The question of overcrowding as a demographic phenomenon, and the question of prisoners’ procedural rights overlap with the question of the compensatory remedies authorities shall put in place: on numerous occasions, the CM suggested to put in place remedies that would award compensations in the form of reduction of sentences for prisoners held in poor detention conditions (the example cited in this respect is the remedy put in place in Italy analysed by the ECtHR in its decision Stella v. Italy (no. 49169/09, 2014) as having “the undeniable advantage of helping to resolve the problem of overcrowding by speeding up detainees’ release from prison”, see also 1201st meeting, CM decision, 2014; see in respect of Russia: 1288th meeting, CM decision, 2017; in respect of Romania: 1362nd meeting, CM decision, 2019 in which the CM regrets “abolition of the remedy introduced to provide compensation in the form of reductions of sentence to persons” detained in poor conditions).

Annex 1. Summary of cases examined

Annex 2. List of primary sources


[1] The countries and the corresponding cases are: Belgium: Vasilescu v .Belgium, no. 64682/12, 25 April 2014; Bulgaria: Neshkov v. Bulgaria, no. 36925/10, 27 January 2015 & Keyahov v. Bulgaria, no. 41035/98, 18 January 2005; France: J.M.B. and others v. France, no. 9671/15, 30 January 2020; Greece: Nisiotis v. Greece, no. 34704/08, 10 February 2011; Hungary: Varga and others v. Hungary, no. 14097/12; Italy: Torreggiani v. Italy, no. 43517/09, 8 January 2013 & Sulejmanovic v. Italy, no. 22635/03, 16 July 2009; Moldova: Ciorap v. Moldova, no. 12066/02, 19 June 2007 & I.D. v. Moldova, no. 47203/06, 30 November 2010; Poland: Orchowski v. Poland, no. 17885/04, 22 October 2009 & Norbert Sikorski v. Poland, no. 17599/05, 22 October 2009; Portugal: Petrescu v. Portugal, no. 23190/17, 3 December 2019; Romania: Rezmiveș v. Romania, no. 61467/12, 25 April 2017 & Bragadireanu v. Romania, no. 22088/04, 6 December 2007; Russia: Ananyev v. Russia, no. 42525/07, 1 October 2012; Slovenia: Mandic v. Slovenia, no. 5774/10, 20 January 2012; Ukraine: Sukachov v. Ukraine, no. 14057/17, 30 January 2020. See Annexes for more details on the cases.

[2] Pilot judgments are adopted when the issue at stake, as a result of its structural or systemic nature, gives rise to an important number of similar applications. In these judgments, the Court may give indications as to the measures to be adopted by the respondent State within a specific time limit.
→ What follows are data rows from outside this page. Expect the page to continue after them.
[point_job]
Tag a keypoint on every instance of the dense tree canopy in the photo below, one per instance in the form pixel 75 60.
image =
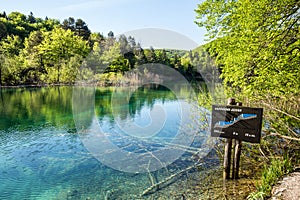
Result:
pixel 256 43
pixel 37 51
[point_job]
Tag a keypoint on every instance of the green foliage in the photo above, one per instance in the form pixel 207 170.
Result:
pixel 257 44
pixel 270 175
pixel 36 51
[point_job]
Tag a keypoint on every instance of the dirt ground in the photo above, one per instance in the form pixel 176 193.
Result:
pixel 288 188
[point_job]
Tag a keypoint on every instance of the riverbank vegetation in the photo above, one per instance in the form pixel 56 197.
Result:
pixel 256 46
pixel 36 51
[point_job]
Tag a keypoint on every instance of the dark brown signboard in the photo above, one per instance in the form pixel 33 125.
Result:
pixel 237 122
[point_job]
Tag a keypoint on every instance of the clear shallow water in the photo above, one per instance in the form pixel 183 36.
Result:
pixel 43 157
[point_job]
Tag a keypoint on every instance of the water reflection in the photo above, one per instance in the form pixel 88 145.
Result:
pixel 41 157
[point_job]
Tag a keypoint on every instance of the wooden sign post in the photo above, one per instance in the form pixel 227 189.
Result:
pixel 237 123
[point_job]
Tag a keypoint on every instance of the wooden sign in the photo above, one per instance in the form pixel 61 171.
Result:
pixel 237 122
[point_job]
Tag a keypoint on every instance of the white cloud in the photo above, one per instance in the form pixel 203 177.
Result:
pixel 94 4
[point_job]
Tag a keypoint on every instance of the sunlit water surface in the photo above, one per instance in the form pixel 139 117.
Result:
pixel 42 156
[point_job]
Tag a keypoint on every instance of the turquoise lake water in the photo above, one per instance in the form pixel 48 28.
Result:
pixel 45 155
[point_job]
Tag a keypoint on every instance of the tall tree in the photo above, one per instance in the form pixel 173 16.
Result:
pixel 82 30
pixel 257 44
pixel 58 47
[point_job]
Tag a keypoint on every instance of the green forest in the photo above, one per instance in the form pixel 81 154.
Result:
pixel 254 44
pixel 36 51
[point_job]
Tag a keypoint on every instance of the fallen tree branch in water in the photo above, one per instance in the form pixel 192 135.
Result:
pixel 155 187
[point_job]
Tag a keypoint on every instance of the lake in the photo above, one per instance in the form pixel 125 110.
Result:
pixel 101 143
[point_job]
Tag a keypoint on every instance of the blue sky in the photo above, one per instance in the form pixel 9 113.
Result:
pixel 119 16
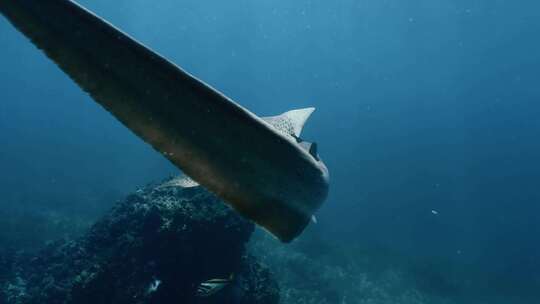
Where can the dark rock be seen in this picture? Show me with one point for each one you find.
(171, 239)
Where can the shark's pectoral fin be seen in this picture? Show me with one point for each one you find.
(310, 147)
(291, 122)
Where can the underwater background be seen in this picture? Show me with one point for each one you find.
(427, 118)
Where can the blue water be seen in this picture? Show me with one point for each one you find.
(427, 117)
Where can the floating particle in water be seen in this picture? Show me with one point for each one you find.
(153, 286)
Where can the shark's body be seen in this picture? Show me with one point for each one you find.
(260, 167)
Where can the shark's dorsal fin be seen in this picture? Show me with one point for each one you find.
(291, 122)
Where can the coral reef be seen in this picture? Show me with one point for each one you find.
(156, 246)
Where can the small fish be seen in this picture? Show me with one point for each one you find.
(213, 286)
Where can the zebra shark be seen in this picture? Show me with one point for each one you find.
(258, 165)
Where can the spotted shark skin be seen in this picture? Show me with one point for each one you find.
(264, 174)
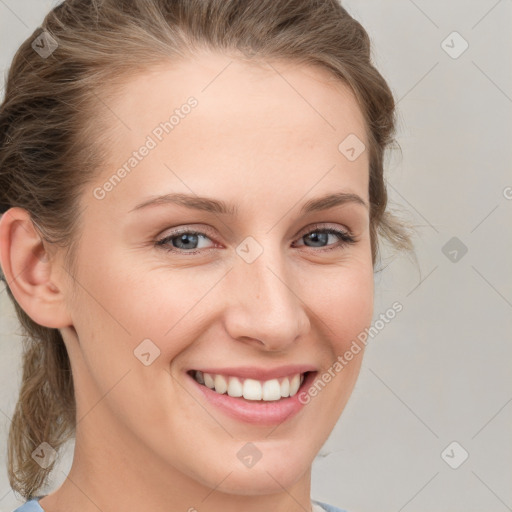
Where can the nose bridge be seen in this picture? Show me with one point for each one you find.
(264, 304)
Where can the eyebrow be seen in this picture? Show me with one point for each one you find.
(220, 207)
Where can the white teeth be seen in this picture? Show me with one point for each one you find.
(221, 386)
(294, 384)
(285, 387)
(271, 390)
(235, 387)
(251, 389)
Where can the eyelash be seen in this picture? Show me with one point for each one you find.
(346, 239)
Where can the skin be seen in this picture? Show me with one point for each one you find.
(145, 439)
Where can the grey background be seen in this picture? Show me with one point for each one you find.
(441, 370)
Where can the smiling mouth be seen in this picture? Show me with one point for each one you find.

The pilot judgment procedure enables the European Court of Human Rights (ECtHR) to adjourn the examination of the related applications. See the Factsheet on pilot judgments prepared by the ECtHR.

[3] For more details, see iGuide: Committee of Ministers Procedures and working methods, part III. 5: “The [meeting’s] documentation includes basic documents required for discussion and Notes on the agenda setting out the draft decisions. The Secretariat prepares Notes on the agenda only when they give added value to the Deputies’ discussions and/or when they are necessary for preparing the Deputies’ decision” ; see also European Implementation Network, Implementation of Judgments of the European Court of Human Rights. A Handbook for NGOs, injured parties and their legal advisers, p. 14: “These notes contain summaries of the cases and any issues arising, together with draft CM decisions on each case”.